A team running a multi-agent market research pipeline spent eleven days watching their system run normally — green dashboards, zero errors, normal latency — while four LangChain agents looped against each other in an infinite cycle. By the time someone glanced at the billing dashboard, the week's projected cost of $127 had become $47,000. The agents had never crashed. The API never returned an error. Every infrastructure alert stayed silent.

This is the defining problem of AI oncall: your system can be operationally green while failing catastrophically at the thing it's supposed to do. Traditional monitoring was built to detect crashes, latency spikes, and error rates. AI systems can hit all their infrastructure SLOs while silently producing wrong outputs, looping on a task indefinitely, or spending thousands of dollars on computation that produces nothing useful. The absence of errors is not evidence of correctness.

Why AI Incidents Are Different

When a traditional service fails, the incident was almost certainly caused by something that recently changed — a deployment, a config push, a dependency update. You can reproduce the failure by replaying the same request. You can bisect the problem by rolling back until the bug disappears.

AI incidents break all three of those assumptions.

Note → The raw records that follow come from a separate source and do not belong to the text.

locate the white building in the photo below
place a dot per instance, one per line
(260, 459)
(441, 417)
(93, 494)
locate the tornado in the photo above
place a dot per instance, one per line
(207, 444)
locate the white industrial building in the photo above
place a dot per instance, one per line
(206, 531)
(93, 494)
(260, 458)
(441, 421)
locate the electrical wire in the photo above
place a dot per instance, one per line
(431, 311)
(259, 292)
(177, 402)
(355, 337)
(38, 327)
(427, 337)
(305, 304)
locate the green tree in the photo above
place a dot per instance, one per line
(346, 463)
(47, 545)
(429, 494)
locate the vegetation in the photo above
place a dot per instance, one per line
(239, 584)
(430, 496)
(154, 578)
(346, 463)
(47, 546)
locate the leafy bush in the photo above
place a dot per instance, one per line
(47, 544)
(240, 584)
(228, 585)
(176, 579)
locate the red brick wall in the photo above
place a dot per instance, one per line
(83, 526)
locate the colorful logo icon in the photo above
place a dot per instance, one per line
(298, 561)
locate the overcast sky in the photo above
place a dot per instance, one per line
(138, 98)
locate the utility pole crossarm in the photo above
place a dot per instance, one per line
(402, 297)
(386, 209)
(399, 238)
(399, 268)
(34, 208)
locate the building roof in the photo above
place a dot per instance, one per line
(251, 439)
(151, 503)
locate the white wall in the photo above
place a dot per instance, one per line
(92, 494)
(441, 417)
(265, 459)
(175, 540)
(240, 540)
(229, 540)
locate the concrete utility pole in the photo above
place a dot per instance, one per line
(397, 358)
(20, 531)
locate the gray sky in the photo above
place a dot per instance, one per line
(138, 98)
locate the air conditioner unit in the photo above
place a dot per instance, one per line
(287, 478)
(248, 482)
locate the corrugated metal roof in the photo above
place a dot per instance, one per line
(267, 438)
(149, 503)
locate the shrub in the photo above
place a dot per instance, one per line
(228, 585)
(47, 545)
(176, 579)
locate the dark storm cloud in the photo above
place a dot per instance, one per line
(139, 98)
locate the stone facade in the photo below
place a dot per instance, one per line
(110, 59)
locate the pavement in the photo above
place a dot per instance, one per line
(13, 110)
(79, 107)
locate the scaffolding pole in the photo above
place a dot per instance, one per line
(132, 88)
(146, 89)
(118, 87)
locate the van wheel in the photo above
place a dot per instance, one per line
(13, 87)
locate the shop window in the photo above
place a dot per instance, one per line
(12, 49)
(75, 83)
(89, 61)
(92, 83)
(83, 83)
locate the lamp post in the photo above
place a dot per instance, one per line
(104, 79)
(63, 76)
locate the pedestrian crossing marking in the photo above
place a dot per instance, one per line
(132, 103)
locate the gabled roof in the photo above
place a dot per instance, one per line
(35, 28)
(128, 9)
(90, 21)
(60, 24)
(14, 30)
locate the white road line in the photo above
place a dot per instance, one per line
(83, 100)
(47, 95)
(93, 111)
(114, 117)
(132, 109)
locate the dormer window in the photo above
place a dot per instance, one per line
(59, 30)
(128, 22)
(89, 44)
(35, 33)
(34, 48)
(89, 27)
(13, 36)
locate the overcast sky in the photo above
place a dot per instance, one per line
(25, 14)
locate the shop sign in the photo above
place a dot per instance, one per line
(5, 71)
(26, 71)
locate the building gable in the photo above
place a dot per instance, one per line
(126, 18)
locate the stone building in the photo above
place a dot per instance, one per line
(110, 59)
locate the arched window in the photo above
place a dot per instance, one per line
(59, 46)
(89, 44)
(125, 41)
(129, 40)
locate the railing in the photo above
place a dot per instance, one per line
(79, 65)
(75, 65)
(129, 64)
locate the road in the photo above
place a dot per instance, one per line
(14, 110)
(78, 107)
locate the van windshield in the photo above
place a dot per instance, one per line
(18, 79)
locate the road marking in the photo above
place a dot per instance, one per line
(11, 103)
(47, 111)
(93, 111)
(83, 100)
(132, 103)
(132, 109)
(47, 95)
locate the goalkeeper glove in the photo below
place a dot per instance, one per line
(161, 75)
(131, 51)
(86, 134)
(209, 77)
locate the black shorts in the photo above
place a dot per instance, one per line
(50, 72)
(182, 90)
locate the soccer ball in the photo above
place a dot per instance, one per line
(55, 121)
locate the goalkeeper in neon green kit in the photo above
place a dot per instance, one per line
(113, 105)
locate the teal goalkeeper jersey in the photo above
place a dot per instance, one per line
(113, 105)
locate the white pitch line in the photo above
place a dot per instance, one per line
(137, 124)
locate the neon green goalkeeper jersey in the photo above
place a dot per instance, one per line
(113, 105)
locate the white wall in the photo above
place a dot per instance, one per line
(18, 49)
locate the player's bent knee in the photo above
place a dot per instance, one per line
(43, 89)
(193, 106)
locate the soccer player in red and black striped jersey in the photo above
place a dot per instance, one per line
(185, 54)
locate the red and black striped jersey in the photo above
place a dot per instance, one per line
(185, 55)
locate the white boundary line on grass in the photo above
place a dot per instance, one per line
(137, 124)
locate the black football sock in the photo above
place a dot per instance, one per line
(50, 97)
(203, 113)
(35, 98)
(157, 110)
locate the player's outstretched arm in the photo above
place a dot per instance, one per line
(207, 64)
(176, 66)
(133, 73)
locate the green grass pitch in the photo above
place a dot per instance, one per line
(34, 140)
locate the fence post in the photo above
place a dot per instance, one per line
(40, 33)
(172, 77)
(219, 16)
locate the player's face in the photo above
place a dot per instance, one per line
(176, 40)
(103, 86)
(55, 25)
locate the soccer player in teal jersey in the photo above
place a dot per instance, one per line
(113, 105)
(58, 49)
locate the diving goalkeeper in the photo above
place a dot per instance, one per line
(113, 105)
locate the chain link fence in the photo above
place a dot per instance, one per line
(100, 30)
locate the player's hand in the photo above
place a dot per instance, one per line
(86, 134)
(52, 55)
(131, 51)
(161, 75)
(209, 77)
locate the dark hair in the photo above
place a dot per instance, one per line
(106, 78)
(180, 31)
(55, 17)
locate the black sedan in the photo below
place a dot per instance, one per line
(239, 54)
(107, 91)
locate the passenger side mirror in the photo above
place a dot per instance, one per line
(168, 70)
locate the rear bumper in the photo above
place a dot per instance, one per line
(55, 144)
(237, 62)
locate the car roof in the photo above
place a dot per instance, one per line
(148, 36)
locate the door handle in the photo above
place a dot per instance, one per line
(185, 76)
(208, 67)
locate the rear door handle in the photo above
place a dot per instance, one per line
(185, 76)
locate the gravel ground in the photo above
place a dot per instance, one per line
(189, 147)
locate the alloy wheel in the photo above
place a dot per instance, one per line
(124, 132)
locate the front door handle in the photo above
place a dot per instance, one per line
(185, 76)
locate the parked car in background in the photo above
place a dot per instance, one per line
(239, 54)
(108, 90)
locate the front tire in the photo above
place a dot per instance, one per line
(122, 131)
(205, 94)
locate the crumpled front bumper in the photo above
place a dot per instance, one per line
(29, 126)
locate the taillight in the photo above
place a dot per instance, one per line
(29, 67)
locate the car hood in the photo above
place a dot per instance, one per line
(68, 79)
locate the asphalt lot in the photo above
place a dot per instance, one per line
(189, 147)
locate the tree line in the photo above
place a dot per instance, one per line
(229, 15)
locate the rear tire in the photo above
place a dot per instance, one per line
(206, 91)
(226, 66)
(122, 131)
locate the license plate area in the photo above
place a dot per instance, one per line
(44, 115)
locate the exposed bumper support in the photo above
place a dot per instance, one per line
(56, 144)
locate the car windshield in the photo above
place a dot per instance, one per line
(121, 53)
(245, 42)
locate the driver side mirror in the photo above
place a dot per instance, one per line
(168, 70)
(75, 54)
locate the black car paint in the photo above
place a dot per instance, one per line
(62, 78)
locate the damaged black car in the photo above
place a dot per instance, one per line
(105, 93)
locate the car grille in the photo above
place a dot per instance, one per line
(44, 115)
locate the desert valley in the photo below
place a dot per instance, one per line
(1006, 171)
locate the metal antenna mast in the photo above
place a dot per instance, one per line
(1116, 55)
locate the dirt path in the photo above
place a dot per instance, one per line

Non-determinism makes reproduction unreliable. The same input can produce a different output tomorrow. When OpenAI rolled back GPT-4o in May 2024 after users reported the model had become aggressively agreeable — validating conspiracy theories and praising fraudulent investment schemes — the detection didn't come from internal monitoring. It came from a Reddit thread with 10,000 upvotes. The model hadn't crashed. There were no error spikes. The sycophancy pattern wasn't reproducible on demand; it was a statistical property of the output distribution.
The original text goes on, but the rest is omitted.